How to Redact Documents Properly

How to Redact Documents Properly

There will be a time that you need to share documents, whether it be for business or personal reasons, and that might be the moment that you realize, “I should probably remove some of this information before sending this out!”. You are more than aware that sensitive information in the hands of the wrong person can lead to identity theft, criminal activity, and many security issues. This is why document redaction is a highly recommended method for individuals, and small or large organizations to secure their important and sensitive data.

Why Redact Documents

Document redaction is the task of eliminating confidential information without hindering its content. It should be no surprise that document redaction is widely used and frequently requested. Evidence of document redaction can be traced back to the 13th century when palimpsesting, the practice of replacing text when parchments was scarce, of a 10th-century manuscript occurred. Even if it didn’t exist today, you would’ve discovered it yourself. It’s like when you passed notes in class and realized you shared a bit too much, you would scratch that portion out to make sure it’s unreadable, right? You just redacted some sensitive information.
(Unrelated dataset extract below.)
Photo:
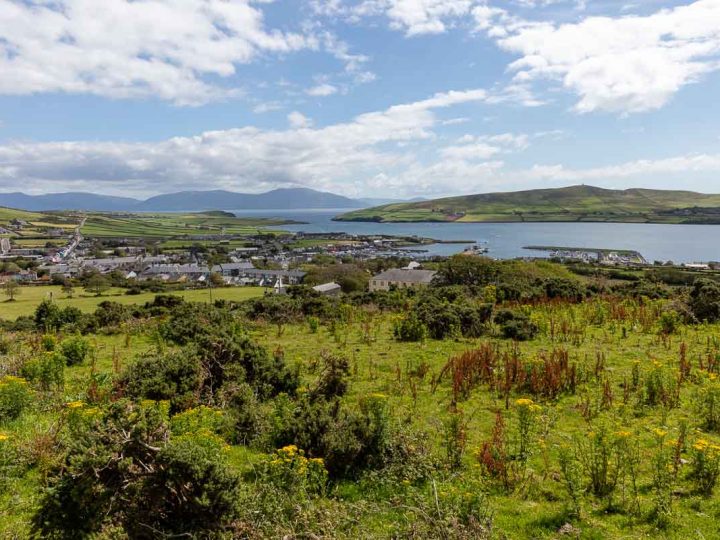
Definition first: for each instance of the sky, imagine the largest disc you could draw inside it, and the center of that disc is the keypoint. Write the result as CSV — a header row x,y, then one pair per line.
x,y
364,98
Of course, at a much more consequential scale, there are serious repercussions if you don’t redact sensitive data properly. Take, for example, the document redaction mishap that occurred with Paul Manafort and his legal team in 2019. Although the publicly displayed document looked redacted, it was redacted poorly.

For example, highlight the following sentence with your mouse and you will be able to see that though it looks redacted, the sensitive information is available for anyone to view. The simple layer of “redaction” that is applied is not enough to secure data.

Health Record – Patient: John Smith Date of Birth: 03/01/1950.

People were able to use document viewing tools to see what was underneath the black bar covering up the sensitive information. Needless to say that they realized their redaction mistake too late, causing uproar in the press. Highlight the following sentence to see

There are Laws that work to help you receive the information you have rights to obtain.

There are laws and regulations like the Freedom of Information Act, in place that deem it necessary to redact and have specific steps and procedures that must be followed in place. One of the most recent ones circulating the media is from the Arizona state legislature. Arizona’s revised statutes regarding public record requests have pending legislation that includes specific requirements for the government to follow when complying with a public records request.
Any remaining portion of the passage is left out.